"Le temps sera très ensoleillé ce week-end, et se maintiendra au beau fixe pendant au moins six semaines, jusqu'à l'été. Quelques ondées nocturnes abreuveront la végétation en quantité suffisante, et un grand soleil dominera nos journées tout au long de cette période. Les producteurs d'ananas de Wallonie verront leur production augmenter encore au cours de cette année 2043, et la qualité se hisser au niveau des exigences des meilleurs connaisseurs. Le vignoble wallon vient, quant à lui, de dépasser en superficie et en qualité celui du Bordelais. Le célèbre Villers-la-Vigne s'est vu décerner la Grande Médaille d'Or pour la sixième fois consécutive au Concours Mondial de Bruxelles, cette fois pour son millésime 2042"

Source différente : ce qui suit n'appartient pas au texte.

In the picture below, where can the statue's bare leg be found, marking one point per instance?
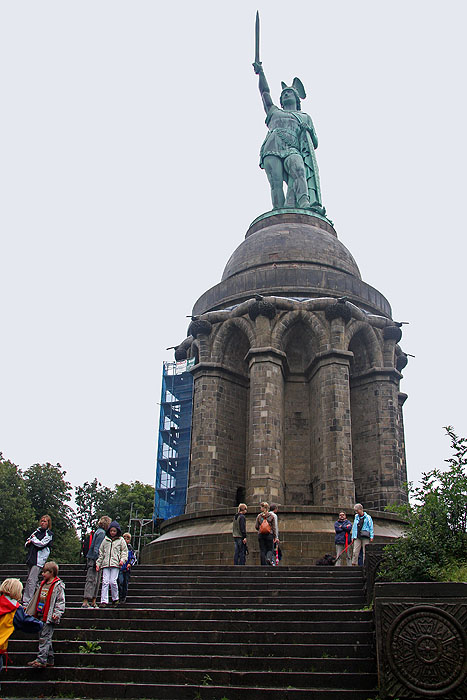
(296, 171)
(275, 172)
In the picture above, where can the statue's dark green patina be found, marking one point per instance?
(288, 151)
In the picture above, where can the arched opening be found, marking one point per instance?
(364, 414)
(299, 345)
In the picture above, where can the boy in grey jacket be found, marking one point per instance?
(48, 605)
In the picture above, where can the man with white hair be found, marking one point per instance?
(362, 532)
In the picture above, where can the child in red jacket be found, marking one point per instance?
(12, 615)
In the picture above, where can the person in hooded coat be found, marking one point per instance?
(38, 546)
(113, 552)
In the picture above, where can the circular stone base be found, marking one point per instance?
(306, 534)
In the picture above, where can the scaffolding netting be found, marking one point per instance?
(173, 453)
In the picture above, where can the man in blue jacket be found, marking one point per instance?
(362, 532)
(343, 538)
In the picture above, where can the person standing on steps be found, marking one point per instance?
(125, 570)
(266, 528)
(93, 577)
(112, 553)
(48, 604)
(239, 535)
(38, 546)
(362, 532)
(273, 508)
(12, 615)
(343, 528)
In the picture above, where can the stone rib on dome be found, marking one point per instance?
(286, 240)
(291, 254)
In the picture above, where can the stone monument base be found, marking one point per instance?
(306, 534)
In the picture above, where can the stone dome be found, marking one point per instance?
(291, 253)
(291, 239)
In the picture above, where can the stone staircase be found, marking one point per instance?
(208, 633)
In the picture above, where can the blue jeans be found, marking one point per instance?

En attendant ce jour, il pleuvait des cordes ce samedi sur le vignoble. Pas un chat, pas un vigneron, rien ! Ah, si, là bas : une étrange créature sans tête, avec de longues jambes, aux prises avec un engin pétaradant à qui mieux-mieux.
Non mais, vous avez vu un peu dans quelles conditions Jean-Jacques a dû tondre la pelouse ?
Hé oui, mes amis. Les natifs du 11 mai ont beau l'être sous un signe de terre, ce fut l'élément aqueux qui domina majestueusement cette journée. Le temps de me servir un petit Villers-la-Vigne de derrière les fagots, et j'arrive pour vous raconter ça.
La pluie s'atténua un peu. Un à un, on vit les Confrères sortir du nouveau chai, qui, attendant ses heures de gloire, s'était grimé en refuge pour vignerons en manque d'abri. Ah ! Parlez moi de la Sicile !
En l'absence de Marc, c'est Jean-Jacques, de nouveau, qui donna le la. Coiffé, cette fois, d'un ravissant chapeau à la Indiana Jones, il nous initia aux joies de l'épamprage. Travail délicat s'il en est : il s'agit, en quelque sorte, de caresser les pieds. Cela, nombre d'entre nous savent faire avec dextérité. Les pieds de vigne, évidemment 😉 . Et ce afin de supprimer les bourgeons et excroissances qui y pointeraient le bout de leur nez, et détournerait l'énergie que la plante doit consacrer au fruit.
L'ébourgeonnage, pourtant prévu pour aujourd'hui, sera effectué ultérieurement lorsque les cieux seront plus cléments.
Epampreuses et épampreurs, tous unis contre les pampres ! Tandis que nous épamprions, je songeais à la façon dont se conjugue le verbe épamprer, et aux réjouissances que la langue française nous propose dans de telles circonstances. Essayez donc les première et deuxième personnes du pluriel au passé simple, au présent du conditionnel, et à l'inévitable imparfait du subjonctif : vous passerez une bonne soirée…
Nous épamprâmes donc.
Les plus courageux d'entre nous procédèrent ensuite au nettoyage des terrasses, qui restait à finaliser. Armés de griffes, et autres ustensiles, les voilà travaillant le sol autour de chaque pied.
La pluie nous faussa compagnie un temps, mais ne s'en fut guère bien loin. Elle nous revint vite.
C'est alors que l'on assista alors à une scène inédite. Incroyable. Impensable en temps normal, si j'ose m'exprimer ainsi : notre maître de chai se mettre…. à l'eau. A L'EAU, mes amis !! Nan mais, à l'eau, quoi !!! Vous vous rendez compte, jusqu'où vont se loger les effets secondaires du réchauffement climatique ?
A notre grand soulagement à tous, l'heure de l'apéro salvateur arriva enfin. On s'en retourna vite au chai, sous abri, pour y noyer notre angoisse après ce à quoi nous venions d'assister.
Là, il y en avait pour tous les goûts, de divers pays et de toutes les couleurs. Rouges, blancs, rosés, d'Allemagne, de Bulgarie, de France, de Belgique. Saluons au passage une sympathique AOC Luigi 2012 que vous ne trouverez pas dans le commerce, et que seuls quelques privilégiés ont pu déguster.
Une éclaircie ? Bah ! N'y pensons plus. Question : vaut-il mieux être seul sous un soleil radieux, ou bien tous ensemble par temps de pluie ?
En tout cas, nous, à Villers-la-Vigne, nous connaissons la réponse.